En matière de cinéma, il existe une règle tacite disant que si un premier plan est capable de résumer ce qui va suivre, c’est que le film sera bon. C’est ce qu’on trouve dans Hors-saison de Stéphane Brizé et, oui, le film est bon !
L’histoire s’ouvre sur une voiture qui circule, filmée depuis un drone. Verticale, la route barre l’écran de haut en bas tandis que la voiture descend, symbolisant une chute.
Chute et même chute libre pour le principal personnage du film, incarné par Guillaume Canet. Il est en pleine crise existentielle, acteur qui vient de lâcher sa première participation à une pièce de théâtre. Il se retrouve en cure de thalasso, quelque part sur la côte atlantique, dans l’étrange vide d’une morte-saison.
Les plans filmés au drone reviendront deux fois au cours du récit et seront, à chaque fois, chargés de signification. Quand nous l’avons rencontré, Stéphane Brizé a expliqué ces différents plans : « Les images ne sont pas construites avec des mots. Elles sont organiques, même si je suis d’accord avec votre interprétation. Pour moi, c’était plutôt l’idée d’un entomologiste qui voit de haut. »
Hors-saison va bien sûr comporter une histoire d’amour et le cinéaste prend, là encore, du recul. « Un adjectif m’a accompagné tout au long de l’écriture : dérisoire ! Un acteur, tel celui qu’interprète Guillaume, c’est à la fois héroïque et dérisoire. À l’échelle du temps, tout cela ne compte pas. Tout le monde s’en fout : d’un film, d’une critique… En revanche, si un mec ne ramasse pas les poubelles pendant plusieurs jours ou si le facteur ne distribue pas le courrier, cela revêt une autre importance ! Vu d’en haut, l’homme n’est que cela, un tout petit insecte, et c’est poétique. »
Si, comme dans un film de Claude Sautet, le héros n’a pas encore le cœur en hiver, tout laisse à penser que la relation avec sa femme — dont on n’entend que la voix, celle de Marie Drucker, qui cosigne également le scénario — traverse l’automne.

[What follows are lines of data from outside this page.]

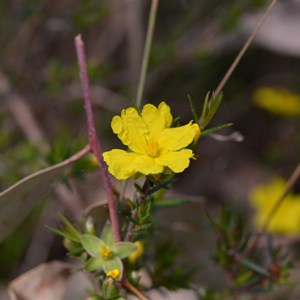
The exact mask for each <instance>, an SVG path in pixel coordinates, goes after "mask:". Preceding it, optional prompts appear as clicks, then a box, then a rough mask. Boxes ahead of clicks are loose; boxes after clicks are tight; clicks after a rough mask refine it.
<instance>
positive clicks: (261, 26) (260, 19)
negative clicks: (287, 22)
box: [213, 0, 277, 98]
mask: <svg viewBox="0 0 300 300" xmlns="http://www.w3.org/2000/svg"><path fill="white" fill-rule="evenodd" d="M276 2H277V0H273V1H272V2H271V3H270V5H269V6H268V8H267V10H266V12H265V13H264V15H263V16H262V18H261V19H260V21H259V23H258V24H257V25H256V28H255V29H254V31H253V32H252V34H251V35H250V37H249V38H248V40H247V41H246V43H245V44H244V46H243V48H242V49H241V50H240V52H239V54H238V55H237V57H236V58H235V60H234V61H233V63H232V65H231V66H230V68H229V69H228V71H227V72H226V74H225V76H224V77H223V79H222V80H221V82H220V83H219V85H218V87H217V88H216V90H215V91H214V92H213V98H216V97H217V96H218V95H219V94H220V92H221V91H222V89H223V87H224V85H225V84H226V82H227V81H228V79H229V78H230V76H231V75H232V73H233V71H234V70H235V68H236V67H237V65H238V64H239V62H240V60H241V59H242V57H243V56H244V54H245V52H246V51H247V50H248V48H249V46H250V45H251V43H252V42H253V40H254V38H255V36H256V35H257V33H258V31H259V30H260V28H261V27H262V25H263V24H264V23H265V21H266V19H267V17H268V16H269V14H270V13H271V10H272V9H273V7H274V5H275V4H276Z"/></svg>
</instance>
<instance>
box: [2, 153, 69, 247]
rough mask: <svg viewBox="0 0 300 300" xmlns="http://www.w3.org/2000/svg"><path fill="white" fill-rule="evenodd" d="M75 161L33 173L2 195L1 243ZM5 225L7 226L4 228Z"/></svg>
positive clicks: (52, 166) (21, 221)
mask: <svg viewBox="0 0 300 300" xmlns="http://www.w3.org/2000/svg"><path fill="white" fill-rule="evenodd" d="M73 163H74V160H70V159H67V160H65V161H63V162H61V163H59V164H56V165H54V166H51V167H48V168H46V169H43V170H41V171H38V172H36V173H33V174H31V175H29V176H27V177H25V178H23V179H22V180H20V181H19V182H17V183H16V184H14V185H13V186H11V187H9V188H8V189H6V190H4V191H3V192H1V193H0V224H3V226H1V227H0V242H1V241H3V240H4V239H5V238H6V237H7V236H9V235H10V234H11V232H12V231H13V230H14V229H15V228H16V227H17V226H18V225H19V224H20V223H21V222H22V221H23V220H24V218H25V217H26V216H27V215H28V213H29V212H30V211H31V209H32V208H33V207H34V205H35V204H36V203H37V202H38V200H40V198H41V196H42V195H43V194H45V192H46V191H47V190H48V189H49V187H50V184H51V183H52V182H53V181H54V180H55V179H58V178H59V177H60V176H61V175H62V174H63V173H64V172H65V171H66V170H67V169H68V168H69V166H70V165H71V164H73ZM4 225H5V226H4Z"/></svg>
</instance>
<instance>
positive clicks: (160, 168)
mask: <svg viewBox="0 0 300 300" xmlns="http://www.w3.org/2000/svg"><path fill="white" fill-rule="evenodd" d="M103 159H104V161H105V162H106V163H107V165H108V171H109V172H110V173H111V174H112V175H113V176H114V177H115V178H117V179H119V180H124V179H127V178H129V177H132V176H134V175H135V174H136V173H141V174H144V175H149V174H159V173H162V171H163V166H161V165H159V164H157V163H156V162H155V161H154V159H153V158H152V157H149V156H147V155H141V154H138V153H133V152H126V151H123V150H120V149H113V150H111V151H108V152H104V153H103Z"/></svg>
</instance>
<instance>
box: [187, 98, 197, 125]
mask: <svg viewBox="0 0 300 300" xmlns="http://www.w3.org/2000/svg"><path fill="white" fill-rule="evenodd" d="M188 100H189V105H190V109H191V111H192V114H193V118H194V122H195V123H196V124H198V123H199V116H198V113H197V109H196V107H195V103H194V101H193V99H192V98H191V96H190V95H188Z"/></svg>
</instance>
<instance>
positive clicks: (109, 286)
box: [102, 277, 120, 299]
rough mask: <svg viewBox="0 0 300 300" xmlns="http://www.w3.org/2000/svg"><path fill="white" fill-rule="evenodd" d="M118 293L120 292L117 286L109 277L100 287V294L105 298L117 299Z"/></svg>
mask: <svg viewBox="0 0 300 300" xmlns="http://www.w3.org/2000/svg"><path fill="white" fill-rule="evenodd" d="M119 291H120V289H119V286H118V284H117V282H116V281H115V280H114V279H113V278H111V277H107V278H105V280H104V282H103V285H102V293H103V296H104V297H105V298H107V299H114V298H116V297H118V295H119Z"/></svg>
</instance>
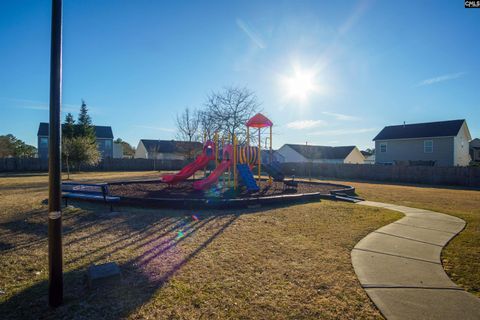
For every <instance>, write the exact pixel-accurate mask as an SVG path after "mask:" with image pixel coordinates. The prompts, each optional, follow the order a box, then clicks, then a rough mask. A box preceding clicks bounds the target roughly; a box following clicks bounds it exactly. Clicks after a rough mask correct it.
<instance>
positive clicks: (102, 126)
mask: <svg viewBox="0 0 480 320" xmlns="http://www.w3.org/2000/svg"><path fill="white" fill-rule="evenodd" d="M62 127H63V124H62ZM93 127H94V129H95V137H96V138H99V139H113V132H112V127H110V126H93ZM48 129H49V125H48V123H46V122H40V125H39V126H38V133H37V136H45V137H48Z"/></svg>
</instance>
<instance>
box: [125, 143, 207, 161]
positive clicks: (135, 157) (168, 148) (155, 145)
mask: <svg viewBox="0 0 480 320" xmlns="http://www.w3.org/2000/svg"><path fill="white" fill-rule="evenodd" d="M202 148H203V145H202V144H201V143H200V142H189V141H175V140H151V139H141V140H140V141H139V142H138V146H137V149H136V150H135V159H157V160H186V159H193V158H194V157H195V154H198V153H199V152H201V151H202Z"/></svg>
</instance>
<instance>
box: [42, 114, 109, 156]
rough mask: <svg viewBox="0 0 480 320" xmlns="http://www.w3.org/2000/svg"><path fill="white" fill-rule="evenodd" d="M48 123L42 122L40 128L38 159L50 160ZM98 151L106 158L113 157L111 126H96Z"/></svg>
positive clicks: (95, 136)
mask: <svg viewBox="0 0 480 320" xmlns="http://www.w3.org/2000/svg"><path fill="white" fill-rule="evenodd" d="M48 127H49V126H48V123H46V122H41V123H40V125H39V127H38V133H37V142H38V157H39V158H44V159H46V158H48ZM94 129H95V138H96V140H97V146H98V150H99V151H100V154H101V156H102V159H104V158H112V157H113V132H112V127H109V126H94Z"/></svg>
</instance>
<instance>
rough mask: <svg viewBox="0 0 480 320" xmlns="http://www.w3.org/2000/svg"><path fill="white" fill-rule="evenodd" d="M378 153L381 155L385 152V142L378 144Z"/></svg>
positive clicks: (385, 144)
mask: <svg viewBox="0 0 480 320" xmlns="http://www.w3.org/2000/svg"><path fill="white" fill-rule="evenodd" d="M380 152H382V153H385V152H387V143H386V142H382V143H380Z"/></svg>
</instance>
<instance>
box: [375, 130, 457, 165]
mask: <svg viewBox="0 0 480 320" xmlns="http://www.w3.org/2000/svg"><path fill="white" fill-rule="evenodd" d="M425 140H432V141H433V152H431V153H425V152H424V149H423V147H424V141H425ZM381 143H387V152H380V144H381ZM375 150H376V152H375V153H376V154H375V163H377V164H384V163H395V161H436V162H435V165H436V166H453V165H454V137H439V138H418V139H397V140H376V141H375Z"/></svg>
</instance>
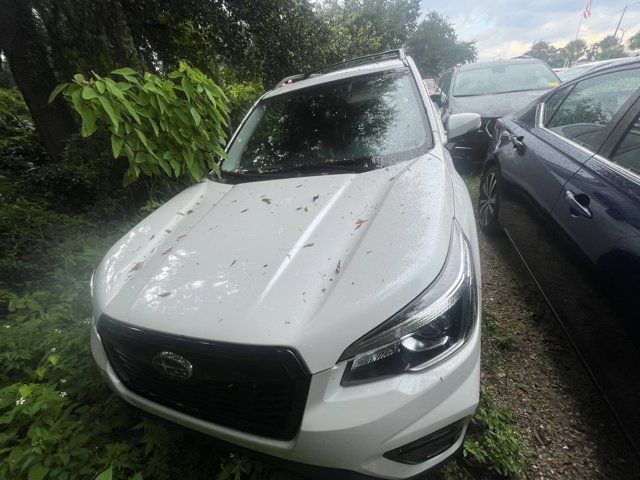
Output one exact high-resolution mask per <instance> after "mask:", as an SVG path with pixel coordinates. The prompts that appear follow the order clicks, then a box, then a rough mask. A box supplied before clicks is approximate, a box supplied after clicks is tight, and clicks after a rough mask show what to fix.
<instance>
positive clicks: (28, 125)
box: [0, 88, 45, 170]
mask: <svg viewBox="0 0 640 480" xmlns="http://www.w3.org/2000/svg"><path fill="white" fill-rule="evenodd" d="M44 157H45V153H44V150H43V149H42V146H41V145H40V140H39V139H38V134H37V132H36V130H35V128H34V125H33V121H32V120H31V116H30V115H29V110H28V109H27V106H26V105H25V103H24V100H23V99H22V95H21V94H20V92H19V91H18V89H16V88H10V89H4V88H0V158H2V160H3V161H2V164H3V166H4V168H5V169H6V168H10V169H11V168H14V169H17V170H24V169H25V167H26V166H29V167H33V165H34V164H37V163H41V162H42V159H43V158H44Z"/></svg>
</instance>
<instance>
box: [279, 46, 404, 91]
mask: <svg viewBox="0 0 640 480" xmlns="http://www.w3.org/2000/svg"><path fill="white" fill-rule="evenodd" d="M406 57H407V56H406V54H405V52H404V49H403V48H397V49H395V50H387V51H386V52H380V53H372V54H370V55H363V56H362V57H356V58H351V59H349V60H343V61H342V62H338V63H333V64H331V65H327V66H326V67H321V68H317V69H315V70H309V71H308V72H305V73H299V74H297V75H290V76H288V77H285V78H283V79H282V80H280V81H279V82H278V83H276V84H275V85H274V87H273V88H278V87H281V86H283V85H285V84H287V83H294V82H297V81H299V80H305V79H307V78H311V77H313V76H315V75H320V74H321V73H326V72H330V71H333V70H339V69H340V68H347V66H348V65H350V64H355V65H354V66H360V65H366V64H367V63H374V62H379V61H381V60H392V59H394V58H397V59H399V60H402V62H403V63H404V64H405V65H406V63H407V61H406Z"/></svg>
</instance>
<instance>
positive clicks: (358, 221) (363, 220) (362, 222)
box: [355, 218, 368, 230]
mask: <svg viewBox="0 0 640 480" xmlns="http://www.w3.org/2000/svg"><path fill="white" fill-rule="evenodd" d="M367 221H368V220H362V219H361V218H359V219H358V220H356V228H355V229H356V230H357V229H359V228H360V227H361V226H362V225H363V224H364V223H365V222H367Z"/></svg>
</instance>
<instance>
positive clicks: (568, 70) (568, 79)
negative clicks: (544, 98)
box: [558, 65, 594, 82]
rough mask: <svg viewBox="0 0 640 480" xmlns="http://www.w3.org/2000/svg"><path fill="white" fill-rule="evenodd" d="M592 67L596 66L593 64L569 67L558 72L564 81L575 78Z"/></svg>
mask: <svg viewBox="0 0 640 480" xmlns="http://www.w3.org/2000/svg"><path fill="white" fill-rule="evenodd" d="M590 68H594V66H593V65H582V66H580V67H573V68H569V69H567V70H565V71H563V72H560V73H559V74H558V77H560V80H562V81H563V82H566V81H568V80H572V79H574V78H576V77H577V76H579V75H581V74H582V73H583V72H586V71H587V70H589V69H590Z"/></svg>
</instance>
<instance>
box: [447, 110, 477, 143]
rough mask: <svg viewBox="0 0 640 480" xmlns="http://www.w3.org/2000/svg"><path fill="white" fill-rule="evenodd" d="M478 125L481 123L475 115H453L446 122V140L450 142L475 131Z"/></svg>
mask: <svg viewBox="0 0 640 480" xmlns="http://www.w3.org/2000/svg"><path fill="white" fill-rule="evenodd" d="M480 125H482V121H481V119H480V115H478V114H477V113H454V114H453V115H450V116H449V119H448V120H447V138H448V140H451V139H453V138H456V137H459V136H461V135H464V134H465V133H467V132H470V131H472V130H477V129H478V128H480Z"/></svg>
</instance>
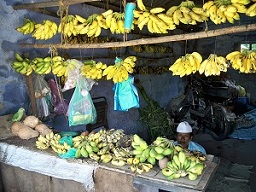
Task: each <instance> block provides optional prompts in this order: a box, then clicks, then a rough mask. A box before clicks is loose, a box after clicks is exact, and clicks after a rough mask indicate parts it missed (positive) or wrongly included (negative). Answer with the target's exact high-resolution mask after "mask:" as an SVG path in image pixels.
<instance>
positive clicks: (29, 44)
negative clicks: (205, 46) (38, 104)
mask: <svg viewBox="0 0 256 192" xmlns="http://www.w3.org/2000/svg"><path fill="white" fill-rule="evenodd" d="M255 30H256V24H249V25H239V26H233V27H226V28H221V29H216V30H210V31H202V32H196V33H187V34H178V35H172V36H164V37H154V38H142V39H136V40H129V41H124V42H109V43H94V44H88V43H85V44H26V43H22V44H20V46H21V47H25V48H49V47H50V46H54V47H55V48H62V49H91V48H93V49H103V48H113V47H129V46H135V45H146V44H159V43H167V42H175V41H185V40H192V39H202V38H209V37H216V36H221V35H227V34H233V33H241V32H247V31H255Z"/></svg>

Dans un rôle assez différent de ceux dans lesquels on est habitué à le voir — encore que l’acteur, dès lors qu’il passe derrière la caméra, aime la mise en abyme et l’autodérision —, Guillaume Canet est parfait et Alba Rohrwacher l’est tout autant.
« Quand je tourne un film, reprend Stéphane Brizé, j’ai besoin de me projeter dans l’acteur. Guillaume dit souvent qu’il est né triste, moi je dis que je suis né mélancolique. Comme il joue un acteur connu, il fallait que sa partenaire le soit moins. Encore qu’à Venise, où nous avons présenté le film, Alba est beaucoup plus connue que Guillaume. Que raconte le film, finalement ? C’est comme s’il disait que ce n’est pas si grave d’être en vie. C’est mélancolique mais on ne va pas pleurer. »
N’allons pas croire pour autant que Hors-saison va nous plomber le moral. Le film comprend plusieurs scènes burlesques, dont quelques-unes à base de ce que l’on appelle la paréidolie, qui consiste à voir des visages dans les objets du quotidien. « Depuis longtemps, je m’amuse à faire ce genre de photos et j’ai eu envie de les insérer. »
Au milieu de son scénario, le réalisateur ouvre une très belle parenthèse avec les résidents d’un Ehpad et le choix sexuel qu’a fait une vieille dame. On pense immédiatement à une séquence documentaire alors qu’elle est écrite et que les propos de la dame ne correspondent pas du tout à sa vraie vie. Écoutons Stéphane Brizé conclure : « Cette scène est une de celles que, de toute ma carrière, je préfère avoir tournée. »
Jean-Charles Lemeunier
Hors-saison
Année : 2024
Origine : France
Réal. : Stéphane Brizé
Scén. : Stéphane Brizé, Marie Drucker
Photo : Antoine Héberlé
Musique : Vincent Delerm
Montage : Anne Klotz
Durée : 115 min
Avec Guillaume Canet, Alba Rohrwacher, Sharif Andoura, Emmy Boissard Paumelle, Lucette Beudin…
Sortie en salles par Gaumont le 20 mars 2024.